5128581,2025-12-19 00:13:32-05:00,Clouds,48.02,43.57,49.95,US,New York,07:15:41,16:30:50,"Dress in layers with a warm sweater or light jacket, pants, and closed-toe shoes to stay comfortable in the cool, cloudy weather."
5128581,2025-12-19 08:00:12-05:00,Rain,55.83,53.55,57.58,US,New York,07:15:41,16:30:50,"Dress in a waterproof jacket, long sleeves, and wear waterproof shoes, as temperatures are cool and rain is expected."
5128581,2025-12-19 10:59:44-05:00,Rain,55.54,53.02,57.54,US,New York,07:15:41,16:30:50,"Dress in a waterproof jacket, long pants, and wear waterproof shoes to stay dry and comfortable in the rainy weather."

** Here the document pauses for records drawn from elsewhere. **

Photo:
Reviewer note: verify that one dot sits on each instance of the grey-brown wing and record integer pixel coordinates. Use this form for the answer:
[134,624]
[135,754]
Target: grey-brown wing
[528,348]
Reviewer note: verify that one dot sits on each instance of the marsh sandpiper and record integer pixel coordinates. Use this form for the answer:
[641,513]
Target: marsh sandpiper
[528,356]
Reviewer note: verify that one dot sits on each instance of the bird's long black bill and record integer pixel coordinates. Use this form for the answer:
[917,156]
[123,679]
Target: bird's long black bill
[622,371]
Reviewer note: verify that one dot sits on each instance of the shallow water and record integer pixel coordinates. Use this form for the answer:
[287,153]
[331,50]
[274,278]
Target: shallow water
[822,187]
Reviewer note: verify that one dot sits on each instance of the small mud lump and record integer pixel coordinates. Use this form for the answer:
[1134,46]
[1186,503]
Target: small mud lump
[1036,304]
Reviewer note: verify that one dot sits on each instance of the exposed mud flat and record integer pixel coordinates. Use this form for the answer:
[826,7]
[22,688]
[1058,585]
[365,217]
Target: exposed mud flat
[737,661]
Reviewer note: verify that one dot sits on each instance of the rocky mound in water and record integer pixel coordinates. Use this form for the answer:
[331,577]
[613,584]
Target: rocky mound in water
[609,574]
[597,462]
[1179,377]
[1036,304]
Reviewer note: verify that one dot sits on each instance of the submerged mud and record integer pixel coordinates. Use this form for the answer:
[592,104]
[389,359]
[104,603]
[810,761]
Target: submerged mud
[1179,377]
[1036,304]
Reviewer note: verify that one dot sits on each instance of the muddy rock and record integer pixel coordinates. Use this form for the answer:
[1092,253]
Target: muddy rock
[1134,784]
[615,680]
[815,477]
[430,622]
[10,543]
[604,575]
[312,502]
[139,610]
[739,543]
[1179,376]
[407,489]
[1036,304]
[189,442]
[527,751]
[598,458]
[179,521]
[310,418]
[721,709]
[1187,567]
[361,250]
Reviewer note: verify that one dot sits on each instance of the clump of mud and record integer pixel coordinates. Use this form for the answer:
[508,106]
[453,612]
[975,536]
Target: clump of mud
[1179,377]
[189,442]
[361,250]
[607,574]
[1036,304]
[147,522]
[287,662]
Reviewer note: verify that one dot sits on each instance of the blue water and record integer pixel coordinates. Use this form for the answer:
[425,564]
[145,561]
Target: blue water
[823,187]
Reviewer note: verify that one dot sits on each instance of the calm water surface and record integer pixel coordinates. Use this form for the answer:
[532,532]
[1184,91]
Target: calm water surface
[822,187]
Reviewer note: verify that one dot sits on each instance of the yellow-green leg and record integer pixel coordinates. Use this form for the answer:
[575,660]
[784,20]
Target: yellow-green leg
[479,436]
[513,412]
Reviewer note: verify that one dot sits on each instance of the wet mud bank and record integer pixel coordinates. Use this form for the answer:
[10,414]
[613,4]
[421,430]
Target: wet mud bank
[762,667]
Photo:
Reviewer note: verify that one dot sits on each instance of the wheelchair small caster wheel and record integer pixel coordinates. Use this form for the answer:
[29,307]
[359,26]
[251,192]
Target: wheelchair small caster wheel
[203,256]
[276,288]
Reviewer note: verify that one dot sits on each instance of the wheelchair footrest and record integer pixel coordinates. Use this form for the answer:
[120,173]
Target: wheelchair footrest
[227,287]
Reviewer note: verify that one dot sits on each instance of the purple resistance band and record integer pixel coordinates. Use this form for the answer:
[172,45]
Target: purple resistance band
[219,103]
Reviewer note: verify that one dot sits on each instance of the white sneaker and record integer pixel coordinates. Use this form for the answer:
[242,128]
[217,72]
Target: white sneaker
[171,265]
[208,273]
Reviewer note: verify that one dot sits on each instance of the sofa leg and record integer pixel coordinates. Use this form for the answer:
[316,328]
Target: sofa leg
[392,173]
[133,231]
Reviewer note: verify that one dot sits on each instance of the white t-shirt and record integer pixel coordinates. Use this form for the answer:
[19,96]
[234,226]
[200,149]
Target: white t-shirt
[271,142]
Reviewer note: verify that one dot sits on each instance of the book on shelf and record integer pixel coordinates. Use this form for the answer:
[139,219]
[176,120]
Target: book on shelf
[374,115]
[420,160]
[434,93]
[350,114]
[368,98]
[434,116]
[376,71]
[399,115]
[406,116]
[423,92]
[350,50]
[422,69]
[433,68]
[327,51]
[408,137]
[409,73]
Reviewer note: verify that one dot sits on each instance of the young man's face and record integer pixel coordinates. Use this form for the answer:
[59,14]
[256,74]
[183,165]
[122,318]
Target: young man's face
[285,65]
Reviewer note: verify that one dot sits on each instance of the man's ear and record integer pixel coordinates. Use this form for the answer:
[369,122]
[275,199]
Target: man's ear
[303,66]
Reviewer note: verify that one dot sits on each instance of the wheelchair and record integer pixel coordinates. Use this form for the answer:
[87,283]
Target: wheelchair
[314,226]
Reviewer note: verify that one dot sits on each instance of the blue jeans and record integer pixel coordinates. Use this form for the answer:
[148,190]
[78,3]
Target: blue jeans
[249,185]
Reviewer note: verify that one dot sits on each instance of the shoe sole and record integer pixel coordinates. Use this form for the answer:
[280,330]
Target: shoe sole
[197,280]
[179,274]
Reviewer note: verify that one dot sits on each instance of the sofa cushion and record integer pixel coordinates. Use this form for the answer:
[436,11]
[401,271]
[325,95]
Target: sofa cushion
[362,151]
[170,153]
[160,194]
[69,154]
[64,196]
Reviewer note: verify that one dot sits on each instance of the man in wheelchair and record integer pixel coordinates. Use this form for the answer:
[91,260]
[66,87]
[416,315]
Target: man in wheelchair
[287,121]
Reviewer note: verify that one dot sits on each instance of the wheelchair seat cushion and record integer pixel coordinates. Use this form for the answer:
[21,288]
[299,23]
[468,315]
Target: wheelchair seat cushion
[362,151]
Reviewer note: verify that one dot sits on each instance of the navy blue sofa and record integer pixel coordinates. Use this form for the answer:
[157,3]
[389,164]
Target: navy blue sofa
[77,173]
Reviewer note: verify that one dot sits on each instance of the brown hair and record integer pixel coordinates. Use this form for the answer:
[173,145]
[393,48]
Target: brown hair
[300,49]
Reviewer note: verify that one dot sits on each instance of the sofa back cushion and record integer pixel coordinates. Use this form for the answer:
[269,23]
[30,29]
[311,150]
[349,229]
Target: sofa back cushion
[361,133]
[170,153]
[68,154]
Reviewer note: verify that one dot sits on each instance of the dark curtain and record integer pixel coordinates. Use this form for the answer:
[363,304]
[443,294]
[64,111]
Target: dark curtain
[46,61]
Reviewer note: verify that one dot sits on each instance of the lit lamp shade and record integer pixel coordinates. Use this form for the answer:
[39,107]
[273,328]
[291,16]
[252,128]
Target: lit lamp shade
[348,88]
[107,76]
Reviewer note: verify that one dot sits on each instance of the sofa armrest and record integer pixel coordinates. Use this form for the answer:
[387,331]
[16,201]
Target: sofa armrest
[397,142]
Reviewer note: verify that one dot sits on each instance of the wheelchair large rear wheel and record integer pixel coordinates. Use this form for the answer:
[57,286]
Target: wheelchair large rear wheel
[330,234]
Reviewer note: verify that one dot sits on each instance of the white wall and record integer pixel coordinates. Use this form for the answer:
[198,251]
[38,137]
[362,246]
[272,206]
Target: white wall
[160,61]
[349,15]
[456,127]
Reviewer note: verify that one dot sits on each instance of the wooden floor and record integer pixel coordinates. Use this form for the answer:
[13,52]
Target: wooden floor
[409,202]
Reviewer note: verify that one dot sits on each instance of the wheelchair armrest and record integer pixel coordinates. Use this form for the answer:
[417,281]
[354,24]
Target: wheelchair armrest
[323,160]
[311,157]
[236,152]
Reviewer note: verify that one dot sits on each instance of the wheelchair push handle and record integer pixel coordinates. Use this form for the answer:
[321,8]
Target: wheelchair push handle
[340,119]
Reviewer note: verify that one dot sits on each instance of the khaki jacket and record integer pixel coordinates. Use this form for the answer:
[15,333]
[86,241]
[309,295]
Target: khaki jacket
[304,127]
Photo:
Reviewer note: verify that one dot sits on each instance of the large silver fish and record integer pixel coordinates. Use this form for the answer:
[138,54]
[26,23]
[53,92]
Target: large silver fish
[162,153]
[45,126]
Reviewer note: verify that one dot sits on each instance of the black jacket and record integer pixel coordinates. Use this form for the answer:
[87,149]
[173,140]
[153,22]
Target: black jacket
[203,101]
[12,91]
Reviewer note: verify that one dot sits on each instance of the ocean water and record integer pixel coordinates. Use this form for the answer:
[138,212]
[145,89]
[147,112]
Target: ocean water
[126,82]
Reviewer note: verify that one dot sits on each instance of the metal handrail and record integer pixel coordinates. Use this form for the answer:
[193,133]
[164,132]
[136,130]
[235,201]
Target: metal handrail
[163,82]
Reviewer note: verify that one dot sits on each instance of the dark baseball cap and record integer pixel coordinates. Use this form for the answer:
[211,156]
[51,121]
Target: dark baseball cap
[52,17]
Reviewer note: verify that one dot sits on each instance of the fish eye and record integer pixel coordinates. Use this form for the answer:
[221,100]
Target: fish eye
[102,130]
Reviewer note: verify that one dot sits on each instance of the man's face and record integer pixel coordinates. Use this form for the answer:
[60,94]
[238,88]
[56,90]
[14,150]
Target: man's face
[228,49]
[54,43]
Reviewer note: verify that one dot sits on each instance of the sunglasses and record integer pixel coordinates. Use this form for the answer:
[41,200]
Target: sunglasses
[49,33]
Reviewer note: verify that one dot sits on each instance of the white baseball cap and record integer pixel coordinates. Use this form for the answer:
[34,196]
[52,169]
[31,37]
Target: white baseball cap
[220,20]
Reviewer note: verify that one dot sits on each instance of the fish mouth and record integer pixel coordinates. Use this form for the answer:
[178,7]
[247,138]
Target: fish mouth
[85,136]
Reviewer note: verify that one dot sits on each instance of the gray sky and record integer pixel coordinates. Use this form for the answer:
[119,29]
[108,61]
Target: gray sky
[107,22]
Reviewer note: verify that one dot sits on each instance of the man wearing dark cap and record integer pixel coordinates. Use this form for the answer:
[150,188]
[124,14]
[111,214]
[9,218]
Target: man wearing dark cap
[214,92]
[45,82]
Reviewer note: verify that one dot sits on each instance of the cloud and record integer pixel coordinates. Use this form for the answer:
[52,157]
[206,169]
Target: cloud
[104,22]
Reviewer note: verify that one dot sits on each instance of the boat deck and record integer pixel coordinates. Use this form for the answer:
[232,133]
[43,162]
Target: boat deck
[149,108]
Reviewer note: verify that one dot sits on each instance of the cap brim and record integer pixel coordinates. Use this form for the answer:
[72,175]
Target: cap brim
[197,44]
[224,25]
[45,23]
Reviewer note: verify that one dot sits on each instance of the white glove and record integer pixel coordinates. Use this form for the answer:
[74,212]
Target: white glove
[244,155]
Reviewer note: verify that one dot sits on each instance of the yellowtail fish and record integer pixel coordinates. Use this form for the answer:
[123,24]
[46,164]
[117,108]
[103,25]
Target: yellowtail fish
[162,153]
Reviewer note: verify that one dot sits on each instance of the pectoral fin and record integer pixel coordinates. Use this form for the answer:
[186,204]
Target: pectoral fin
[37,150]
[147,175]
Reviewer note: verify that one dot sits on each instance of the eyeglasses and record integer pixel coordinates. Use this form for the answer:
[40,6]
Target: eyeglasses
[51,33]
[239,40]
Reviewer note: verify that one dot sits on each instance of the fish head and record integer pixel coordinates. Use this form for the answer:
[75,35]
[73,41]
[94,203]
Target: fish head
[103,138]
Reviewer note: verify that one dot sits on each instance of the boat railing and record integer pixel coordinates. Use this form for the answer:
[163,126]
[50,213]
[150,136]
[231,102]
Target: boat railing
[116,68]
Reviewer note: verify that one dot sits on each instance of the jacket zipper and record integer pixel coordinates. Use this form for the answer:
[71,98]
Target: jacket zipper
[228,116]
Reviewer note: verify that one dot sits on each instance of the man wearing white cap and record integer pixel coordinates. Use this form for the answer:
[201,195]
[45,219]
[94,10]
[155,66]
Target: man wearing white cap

5128581,2025-12-19 08:59:24-05:00,Rain,54.7,52.97,57.45,US,New York,07:15:41,16:30:50,"Dress in a waterproof jacket, long pants, and wear comfortable, closed-toe shoes to stay warm and dry in the rain."
5128581,2025-12-19 02:57:16-05:00,Rain,52.34,48.58,54.27,US,New York,07:15:41,16:30:50,"Wear a waterproof jacket, layered clothing, and sturdy waterproof shoes to stay warm and dry in the rain."